Beyer is absolutely correct with this analysis.  To an extent many journalists do not recognize, the U.S. Catholic bishops' political stance in recent years has been driven not by a commitment to Catholic social teaching, but by advice provided by their legal counsel and corporate executives that is centered on protecting the assets and coffers of the church.

This is a motivation that it would be foolish to ignore as we look at the supposedly united front of Catholics and Catholic institutions against the Obama administration's intrusion on religious freedom.  What unites the bishops and groups supervising Catholic health care systems is, unfortunately, the fear of both Catholic church leaders of all sorts and all political complexions that when laws curbing their ability to discriminate are enforced, they'll be in for lawsuits.

And for financial demands that will begin to dip into their coffers.  The overriding commitment determining "the" Catholic response to the enforcement of nondiscrimination laws in Catholic workplaces at this point in history is not a commitment to Catholic social teaching and its principles.

It's a commitment to safeguarding the financial assets of dioceses, religious communities, and Catholic institutions.  And this is the long and short of the bishops' decision to make common cause with the religious right and to fuse the Catholic church at an official level with the Republican party.

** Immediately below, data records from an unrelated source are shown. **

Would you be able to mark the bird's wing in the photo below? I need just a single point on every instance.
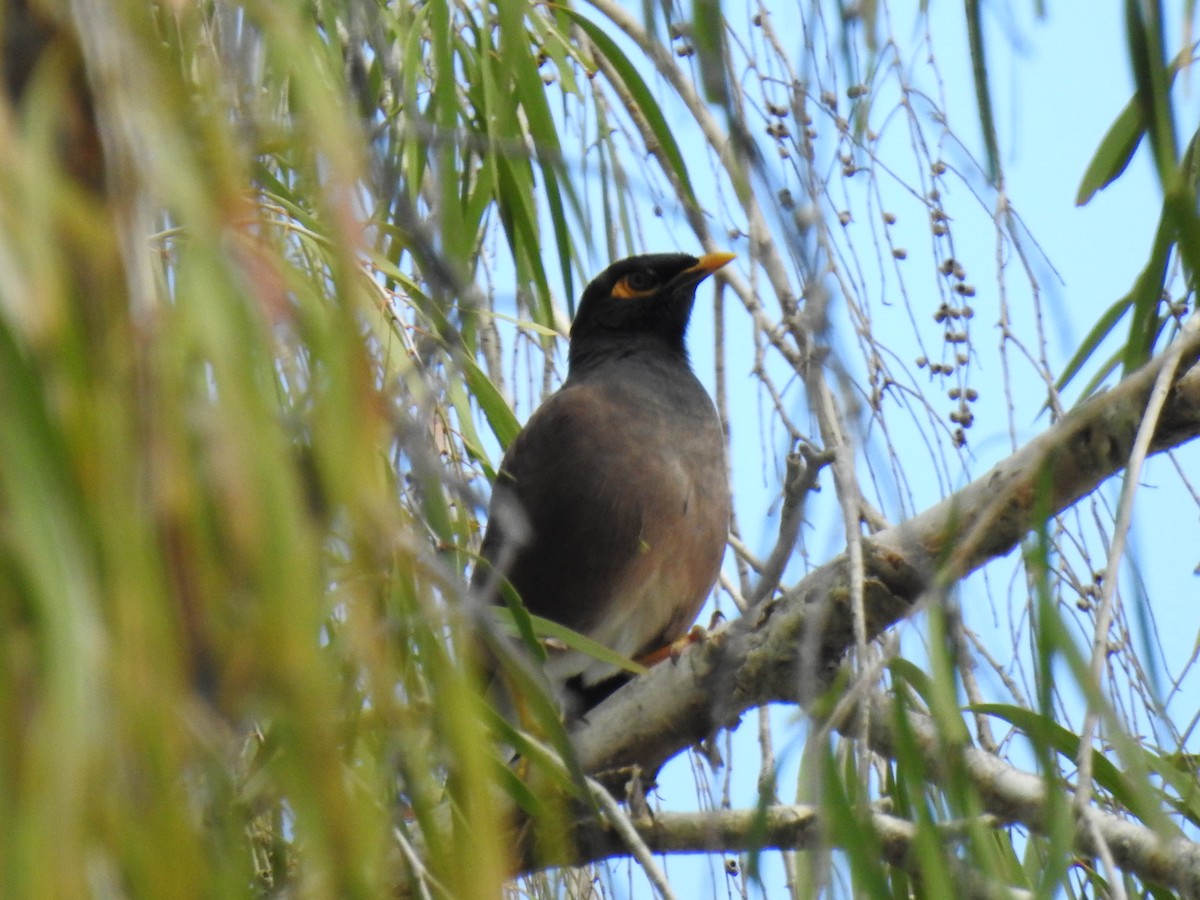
(567, 461)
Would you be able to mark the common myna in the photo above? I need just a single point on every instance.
(611, 509)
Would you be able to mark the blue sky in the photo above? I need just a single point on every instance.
(1057, 84)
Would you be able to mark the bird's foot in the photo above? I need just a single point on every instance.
(676, 648)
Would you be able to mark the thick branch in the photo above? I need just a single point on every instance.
(1017, 796)
(754, 660)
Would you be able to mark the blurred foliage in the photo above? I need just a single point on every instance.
(259, 268)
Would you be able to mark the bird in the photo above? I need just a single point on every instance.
(611, 508)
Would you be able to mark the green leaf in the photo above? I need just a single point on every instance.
(575, 641)
(497, 413)
(1113, 156)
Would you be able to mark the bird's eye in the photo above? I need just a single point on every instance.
(641, 280)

It's because this objective is so clear to so many of us that I find the inability of their liberal co-belligerents to see what's going on with the bishops' faux religious liberty crusade so intently frustrating.  As Jamie Manson rightly noted several days ago, it's hardly any secret that the bishops have ginned up this crusade in recent months precisely to attack gay and lesbian citizens and women--and to erode the rights of both groups in the workplace.  

This is hardly a secret.  This handwriting has been written on the public wall in loud, bold typeface for some time now.

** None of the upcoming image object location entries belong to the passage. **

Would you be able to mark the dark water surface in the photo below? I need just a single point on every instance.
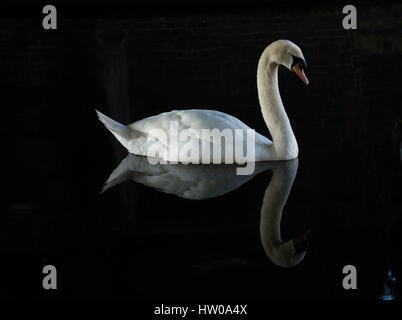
(133, 241)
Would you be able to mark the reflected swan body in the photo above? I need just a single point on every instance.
(198, 182)
(138, 137)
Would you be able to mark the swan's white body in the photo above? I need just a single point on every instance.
(138, 137)
(195, 182)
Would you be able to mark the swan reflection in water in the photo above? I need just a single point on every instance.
(198, 182)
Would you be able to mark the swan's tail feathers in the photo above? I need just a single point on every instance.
(115, 127)
(115, 179)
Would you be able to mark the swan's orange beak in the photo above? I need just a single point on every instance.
(300, 73)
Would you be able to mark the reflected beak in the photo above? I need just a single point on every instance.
(300, 73)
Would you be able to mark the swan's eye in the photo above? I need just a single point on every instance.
(296, 60)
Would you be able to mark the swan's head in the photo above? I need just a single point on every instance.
(288, 54)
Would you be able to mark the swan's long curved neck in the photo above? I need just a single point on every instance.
(275, 198)
(285, 144)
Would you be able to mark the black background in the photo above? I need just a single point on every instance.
(139, 59)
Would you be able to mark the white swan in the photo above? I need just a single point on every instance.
(137, 137)
(283, 254)
(195, 182)
(199, 182)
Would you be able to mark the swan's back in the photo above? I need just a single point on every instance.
(194, 121)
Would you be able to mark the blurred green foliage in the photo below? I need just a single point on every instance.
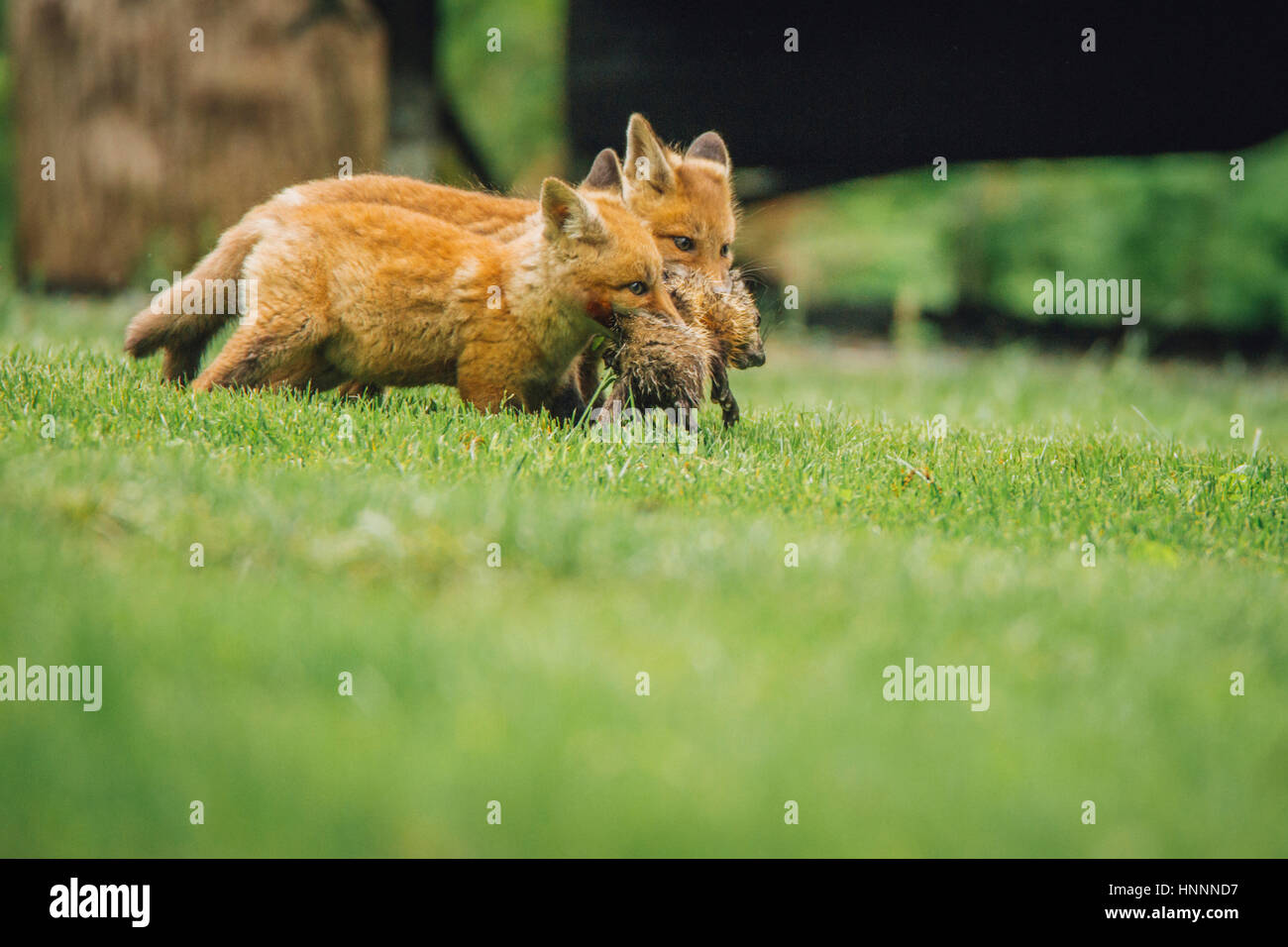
(510, 102)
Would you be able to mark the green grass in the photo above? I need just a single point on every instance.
(518, 684)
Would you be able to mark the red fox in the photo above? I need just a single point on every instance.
(687, 201)
(381, 295)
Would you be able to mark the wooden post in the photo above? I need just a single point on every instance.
(145, 128)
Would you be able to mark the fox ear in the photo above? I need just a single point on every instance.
(711, 147)
(568, 214)
(605, 174)
(645, 157)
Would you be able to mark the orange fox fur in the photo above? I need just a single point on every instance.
(687, 201)
(382, 295)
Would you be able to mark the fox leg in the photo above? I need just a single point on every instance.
(262, 351)
(310, 371)
(587, 368)
(359, 389)
(482, 385)
(566, 402)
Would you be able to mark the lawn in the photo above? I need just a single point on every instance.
(518, 682)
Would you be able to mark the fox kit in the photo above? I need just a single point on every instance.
(686, 200)
(382, 295)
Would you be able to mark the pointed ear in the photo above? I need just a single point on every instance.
(645, 157)
(605, 174)
(711, 147)
(568, 214)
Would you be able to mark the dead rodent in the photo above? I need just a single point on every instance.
(732, 322)
(658, 363)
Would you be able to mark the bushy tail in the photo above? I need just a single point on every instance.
(185, 335)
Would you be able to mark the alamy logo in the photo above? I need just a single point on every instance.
(101, 900)
(81, 684)
(1087, 296)
(936, 684)
(207, 296)
(625, 424)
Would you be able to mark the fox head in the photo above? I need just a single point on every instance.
(608, 260)
(686, 200)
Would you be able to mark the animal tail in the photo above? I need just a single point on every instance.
(183, 335)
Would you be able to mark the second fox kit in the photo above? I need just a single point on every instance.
(687, 202)
(382, 295)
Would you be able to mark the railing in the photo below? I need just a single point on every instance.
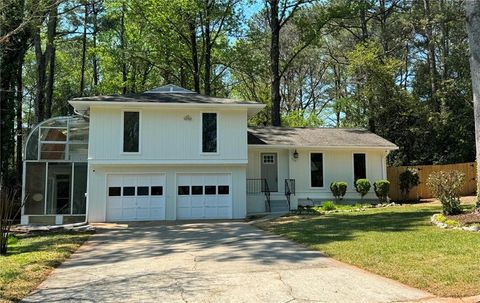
(289, 190)
(258, 186)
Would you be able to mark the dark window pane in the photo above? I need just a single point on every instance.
(210, 190)
(359, 167)
(157, 190)
(209, 132)
(316, 170)
(197, 190)
(142, 191)
(129, 191)
(184, 190)
(131, 129)
(114, 191)
(223, 189)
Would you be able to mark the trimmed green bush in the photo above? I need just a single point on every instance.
(446, 187)
(362, 186)
(338, 189)
(408, 180)
(381, 188)
(328, 205)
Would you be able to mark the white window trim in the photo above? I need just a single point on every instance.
(353, 166)
(139, 131)
(310, 169)
(201, 134)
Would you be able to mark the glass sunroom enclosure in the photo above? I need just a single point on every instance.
(55, 172)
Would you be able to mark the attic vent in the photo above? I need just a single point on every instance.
(169, 89)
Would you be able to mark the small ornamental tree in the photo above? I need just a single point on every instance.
(338, 189)
(362, 186)
(408, 180)
(446, 187)
(381, 188)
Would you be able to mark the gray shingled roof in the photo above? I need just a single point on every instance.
(316, 137)
(190, 98)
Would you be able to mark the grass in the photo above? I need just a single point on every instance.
(397, 242)
(30, 260)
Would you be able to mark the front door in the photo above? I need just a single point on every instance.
(269, 170)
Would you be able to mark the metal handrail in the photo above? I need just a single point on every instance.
(257, 186)
(289, 190)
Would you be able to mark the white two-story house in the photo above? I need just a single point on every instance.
(171, 154)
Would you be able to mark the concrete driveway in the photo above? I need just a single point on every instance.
(209, 262)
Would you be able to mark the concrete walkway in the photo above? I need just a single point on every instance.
(209, 262)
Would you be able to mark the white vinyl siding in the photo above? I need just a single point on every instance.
(167, 135)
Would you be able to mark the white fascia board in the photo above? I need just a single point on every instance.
(303, 147)
(84, 105)
(167, 162)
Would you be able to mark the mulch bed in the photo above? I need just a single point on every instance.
(468, 218)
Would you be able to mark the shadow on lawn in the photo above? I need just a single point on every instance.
(343, 227)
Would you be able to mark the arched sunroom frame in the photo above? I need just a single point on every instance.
(55, 171)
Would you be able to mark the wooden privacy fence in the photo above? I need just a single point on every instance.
(421, 191)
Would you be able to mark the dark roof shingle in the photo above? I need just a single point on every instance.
(190, 98)
(316, 137)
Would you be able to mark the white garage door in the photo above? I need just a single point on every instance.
(204, 196)
(136, 197)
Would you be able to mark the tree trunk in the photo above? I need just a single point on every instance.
(19, 120)
(432, 65)
(275, 62)
(208, 57)
(50, 59)
(193, 42)
(473, 28)
(95, 30)
(122, 47)
(84, 50)
(39, 105)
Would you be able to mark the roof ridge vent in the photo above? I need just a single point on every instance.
(169, 89)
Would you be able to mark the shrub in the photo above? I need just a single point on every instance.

So how do the bishops' "liberal" Catholic co-belligerents imagine that they can be convincing when they try to tell the rest of us, with a straight face, that they're supporting the bishops in order to safeguard all the good that Catholic institutions and Catholic leaders do in the world?  And to protect Catholic social teaching--which the bishops themselves grossly belie in their behavior towards gay and lesbian Catholics (among others) working in Catholic institutions?

I have to conclude that many "liberal" Catholics never did care and do not intend to care about gay and lesbian human beings, about survivors of clerical sexual abuse, and, frequently, about women and women's rights.  The "liberal" Catholics colluding with the bishops in their ugly attacks on the human rights of workers and minorities in recent days are really unmasking themselves for who and what they are in recent days. 

And who and what they are is not and never has been liberal (though it has been neoliberal, which is another kettle of fish).  Despite their self-appelation to the contrary.